OK, I read your explanation. I don't understand the need. You are looking to set a file time - but either updating or creating a file through the standard mechanisms will use the current time in the current time zone and automatically set the correct property of the file. To want to set otherwise suggests something unusual is going on. I don't deny the possibility but in 28 1/2 years with the U.S. Navy's data centers, I've only seen one case where there was a need to set a time to other than the current time of the system as of the create/modify operation. And in that case, the problem was that the transfer method didn't preserve the original file date/time but the first record of the actual file DID. However, with modern networking stacks, every protocol I know for full file transfer preserves the correct time now. So I'm a bit curious if nothing else. Why do you think you need to diddle with the time on the file?
 
OK, I read your explanation. I don't understand the need....So I'm a bit curious if nothing else. Why do you think you need to diddle with the time on the file?
There are plenty of examples of a need to modify file date/times. Here are a few of mine:

My first need for Pearson’s file-date/time functions was a project for which the organization needed a system to suck data out of a massive pile of complex Word-document forms and organize it in corresponding Excel workbooks, for analysis and reporting by relatively non-technical users. Part of the requirement was that the users needed to be able to sort the resulting Excel files, in File Explorer, by content type (file name) and by analysis-workbook date (Created date) but also by the date of a content field in the original Word doc form. So I used Pearson’s SetFileDateTime function to set the resulting Excel file’s Last-Modified date to the form-content date value, and set the file’s Read-only attribute in order to prevent subsequent modifications to it. Then the user could sort by topic (file name), report-file Created date, or form-content date (report-file Modified date) as needed. It was a crude but easy-to-use, simple reporting system that got a lot of mileage. That design did have the odd effect of the files having Modified dates older than their Created dates, but everyone understood the context and functionality, so it wasn’t a problem.

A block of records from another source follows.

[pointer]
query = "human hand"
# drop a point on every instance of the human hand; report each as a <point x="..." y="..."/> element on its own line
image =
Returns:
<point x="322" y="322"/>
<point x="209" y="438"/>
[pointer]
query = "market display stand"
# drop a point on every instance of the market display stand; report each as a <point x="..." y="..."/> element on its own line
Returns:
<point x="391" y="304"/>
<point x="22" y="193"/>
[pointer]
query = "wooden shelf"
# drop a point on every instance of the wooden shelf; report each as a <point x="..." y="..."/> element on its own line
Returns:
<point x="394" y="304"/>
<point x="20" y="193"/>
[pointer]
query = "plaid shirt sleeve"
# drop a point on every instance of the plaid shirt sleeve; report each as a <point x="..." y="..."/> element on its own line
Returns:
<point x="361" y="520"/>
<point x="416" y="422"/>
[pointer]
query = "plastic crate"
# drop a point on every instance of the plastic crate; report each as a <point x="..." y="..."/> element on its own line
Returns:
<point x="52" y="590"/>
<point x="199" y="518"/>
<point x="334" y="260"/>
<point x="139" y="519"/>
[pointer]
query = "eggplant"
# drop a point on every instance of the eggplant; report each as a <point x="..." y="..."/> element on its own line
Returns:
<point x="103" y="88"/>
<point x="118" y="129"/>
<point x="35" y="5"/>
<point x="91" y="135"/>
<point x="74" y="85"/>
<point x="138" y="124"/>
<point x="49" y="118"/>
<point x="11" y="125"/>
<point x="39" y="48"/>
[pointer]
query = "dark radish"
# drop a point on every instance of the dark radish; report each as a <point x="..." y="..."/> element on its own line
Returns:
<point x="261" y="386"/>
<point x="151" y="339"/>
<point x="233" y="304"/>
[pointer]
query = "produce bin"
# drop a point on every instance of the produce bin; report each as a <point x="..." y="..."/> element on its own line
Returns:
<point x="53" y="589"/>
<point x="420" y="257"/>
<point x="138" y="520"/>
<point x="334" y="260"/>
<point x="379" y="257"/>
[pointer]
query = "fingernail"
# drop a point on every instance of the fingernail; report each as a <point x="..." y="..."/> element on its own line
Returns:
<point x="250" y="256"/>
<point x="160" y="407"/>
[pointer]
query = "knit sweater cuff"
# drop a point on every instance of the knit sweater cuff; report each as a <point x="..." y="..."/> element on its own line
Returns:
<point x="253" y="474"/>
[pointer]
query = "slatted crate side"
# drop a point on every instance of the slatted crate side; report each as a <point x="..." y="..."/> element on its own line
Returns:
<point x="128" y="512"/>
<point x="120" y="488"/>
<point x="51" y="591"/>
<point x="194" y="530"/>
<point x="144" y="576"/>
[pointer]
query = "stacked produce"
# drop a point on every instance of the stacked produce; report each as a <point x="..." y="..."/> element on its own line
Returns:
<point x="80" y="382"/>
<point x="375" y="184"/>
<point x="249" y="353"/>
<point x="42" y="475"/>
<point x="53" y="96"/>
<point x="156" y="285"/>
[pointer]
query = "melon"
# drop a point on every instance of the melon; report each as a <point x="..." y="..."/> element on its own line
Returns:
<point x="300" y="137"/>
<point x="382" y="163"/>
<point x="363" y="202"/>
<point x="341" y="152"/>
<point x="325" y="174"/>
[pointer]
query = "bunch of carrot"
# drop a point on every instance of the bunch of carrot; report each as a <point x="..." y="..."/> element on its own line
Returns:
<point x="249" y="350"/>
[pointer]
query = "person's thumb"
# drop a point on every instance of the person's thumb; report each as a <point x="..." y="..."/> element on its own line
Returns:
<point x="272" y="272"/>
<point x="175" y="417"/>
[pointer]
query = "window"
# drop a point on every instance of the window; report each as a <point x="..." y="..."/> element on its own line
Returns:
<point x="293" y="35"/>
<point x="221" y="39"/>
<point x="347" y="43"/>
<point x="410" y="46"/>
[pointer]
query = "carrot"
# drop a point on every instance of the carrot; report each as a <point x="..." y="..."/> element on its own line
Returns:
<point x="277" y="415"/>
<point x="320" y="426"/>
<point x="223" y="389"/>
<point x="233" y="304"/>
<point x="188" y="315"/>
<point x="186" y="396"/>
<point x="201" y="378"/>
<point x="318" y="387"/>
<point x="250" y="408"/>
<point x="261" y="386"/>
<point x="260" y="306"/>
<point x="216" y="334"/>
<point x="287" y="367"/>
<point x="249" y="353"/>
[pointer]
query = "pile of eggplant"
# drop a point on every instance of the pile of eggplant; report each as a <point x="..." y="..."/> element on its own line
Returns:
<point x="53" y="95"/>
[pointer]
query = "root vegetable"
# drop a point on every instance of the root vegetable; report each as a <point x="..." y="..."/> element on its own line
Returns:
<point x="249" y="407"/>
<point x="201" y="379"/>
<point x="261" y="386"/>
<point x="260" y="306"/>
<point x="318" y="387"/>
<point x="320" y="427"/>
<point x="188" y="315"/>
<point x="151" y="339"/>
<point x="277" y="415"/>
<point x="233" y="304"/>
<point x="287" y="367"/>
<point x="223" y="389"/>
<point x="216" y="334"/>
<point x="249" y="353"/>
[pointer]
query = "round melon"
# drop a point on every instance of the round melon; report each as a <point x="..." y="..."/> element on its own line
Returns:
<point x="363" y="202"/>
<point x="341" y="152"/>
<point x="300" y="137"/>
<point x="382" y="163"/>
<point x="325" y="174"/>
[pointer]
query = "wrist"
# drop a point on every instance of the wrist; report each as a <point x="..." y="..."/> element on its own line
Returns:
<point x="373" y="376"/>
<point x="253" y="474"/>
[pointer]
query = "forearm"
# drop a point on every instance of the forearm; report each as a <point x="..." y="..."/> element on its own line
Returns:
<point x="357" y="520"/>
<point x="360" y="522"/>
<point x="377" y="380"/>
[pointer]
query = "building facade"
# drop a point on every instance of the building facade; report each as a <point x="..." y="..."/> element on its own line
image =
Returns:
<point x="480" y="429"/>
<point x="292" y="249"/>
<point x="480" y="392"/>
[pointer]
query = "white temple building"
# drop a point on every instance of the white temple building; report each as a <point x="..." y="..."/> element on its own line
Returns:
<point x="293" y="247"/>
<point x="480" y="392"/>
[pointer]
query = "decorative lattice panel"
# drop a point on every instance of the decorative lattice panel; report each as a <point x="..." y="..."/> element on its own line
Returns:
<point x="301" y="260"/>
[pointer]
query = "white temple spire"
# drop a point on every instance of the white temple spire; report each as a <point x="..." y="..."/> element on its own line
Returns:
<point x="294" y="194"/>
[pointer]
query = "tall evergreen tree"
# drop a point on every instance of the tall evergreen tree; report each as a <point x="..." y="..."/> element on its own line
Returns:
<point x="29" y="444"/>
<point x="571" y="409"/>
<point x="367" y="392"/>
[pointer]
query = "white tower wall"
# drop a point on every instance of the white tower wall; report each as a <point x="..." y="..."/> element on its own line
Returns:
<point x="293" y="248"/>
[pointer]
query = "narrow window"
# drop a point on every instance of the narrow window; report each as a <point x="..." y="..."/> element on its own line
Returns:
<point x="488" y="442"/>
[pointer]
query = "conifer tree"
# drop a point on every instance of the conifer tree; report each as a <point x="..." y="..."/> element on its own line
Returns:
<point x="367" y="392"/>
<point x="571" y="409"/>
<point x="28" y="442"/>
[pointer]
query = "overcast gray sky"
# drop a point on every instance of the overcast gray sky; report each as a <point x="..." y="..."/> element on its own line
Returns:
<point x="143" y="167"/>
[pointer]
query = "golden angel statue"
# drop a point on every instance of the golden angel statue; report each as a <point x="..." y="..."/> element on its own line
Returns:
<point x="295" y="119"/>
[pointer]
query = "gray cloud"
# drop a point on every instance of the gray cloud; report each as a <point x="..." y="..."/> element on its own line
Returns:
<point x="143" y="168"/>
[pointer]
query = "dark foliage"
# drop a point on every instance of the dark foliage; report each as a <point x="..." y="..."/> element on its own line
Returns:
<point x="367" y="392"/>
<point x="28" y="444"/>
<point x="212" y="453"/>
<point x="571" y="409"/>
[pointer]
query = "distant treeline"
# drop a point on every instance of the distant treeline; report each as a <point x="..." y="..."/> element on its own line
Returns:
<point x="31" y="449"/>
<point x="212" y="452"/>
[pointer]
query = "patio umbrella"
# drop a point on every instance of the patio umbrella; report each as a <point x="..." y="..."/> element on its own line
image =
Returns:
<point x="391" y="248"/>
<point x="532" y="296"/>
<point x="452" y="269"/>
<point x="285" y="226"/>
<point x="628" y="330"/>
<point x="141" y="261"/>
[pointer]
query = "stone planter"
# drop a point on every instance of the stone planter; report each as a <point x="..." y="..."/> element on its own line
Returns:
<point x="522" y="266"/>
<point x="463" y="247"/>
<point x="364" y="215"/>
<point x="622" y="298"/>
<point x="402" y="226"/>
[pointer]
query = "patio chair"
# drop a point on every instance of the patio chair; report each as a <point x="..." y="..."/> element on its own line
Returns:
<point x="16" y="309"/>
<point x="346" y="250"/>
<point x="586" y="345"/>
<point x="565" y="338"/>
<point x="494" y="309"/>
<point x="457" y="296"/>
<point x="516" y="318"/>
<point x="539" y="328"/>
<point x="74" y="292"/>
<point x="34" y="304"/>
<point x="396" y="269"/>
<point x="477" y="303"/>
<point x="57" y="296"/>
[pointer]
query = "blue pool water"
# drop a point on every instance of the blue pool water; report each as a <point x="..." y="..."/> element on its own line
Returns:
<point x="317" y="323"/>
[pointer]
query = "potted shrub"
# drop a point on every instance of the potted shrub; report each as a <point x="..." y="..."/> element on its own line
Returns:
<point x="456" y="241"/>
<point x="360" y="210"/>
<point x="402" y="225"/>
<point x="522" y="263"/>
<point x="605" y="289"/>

Eventually, I realized I could use Pearson’s functions to work around an annoying “feature” in the Windows file system: unlike files, when a folder is copied to a different drive (for backup/archive purposes), Windows sets the folder’s Last-Modified date and Last-Accessed date to be the same as the its Created date, instead of copying the original folder’s dates. One of my programmer’s survival tools has been to regularly make archival backup copies of the source-files for whatever system I’m developing, in case regression testing reveals yet another bone-headed, naive design choice, and I have to back up, possibly several steps, and take a different tack on the solution. But I need to organize the archive folders (and their contained files) by the last-modified date of the original folder (or file). So I modified Pearson’s functions to work with folders, in addition to files, and built a little tool that allows me to fix that annoying folder-date “feature” of Windows.

And then I realized I could upgrade that tool to work around a design-flaw in the programmer himself: he's a fallible human being. One of the ways that manifests is that, when digging deep into my archived designs, to determine where I went wrong or to just get ideas about how to maybe adapt those designs to new purposes, I sometimes get distracted by the urgencies of life, or am just tired late in the day, and lose track of which file I have open in which Window and then accidentally re-save an old archive file and thereby set its last-modified date/time to the present time, screwing up my sort-by-date/time organization of those files. The current version of my tool allows me to reset such file's modified date back to what it was originally. For that use-case, accurate time stamp (not just date) became critical so I needed to further upgrade Pearson’s design to properly handle daylight-savings time. Hence the above utilities.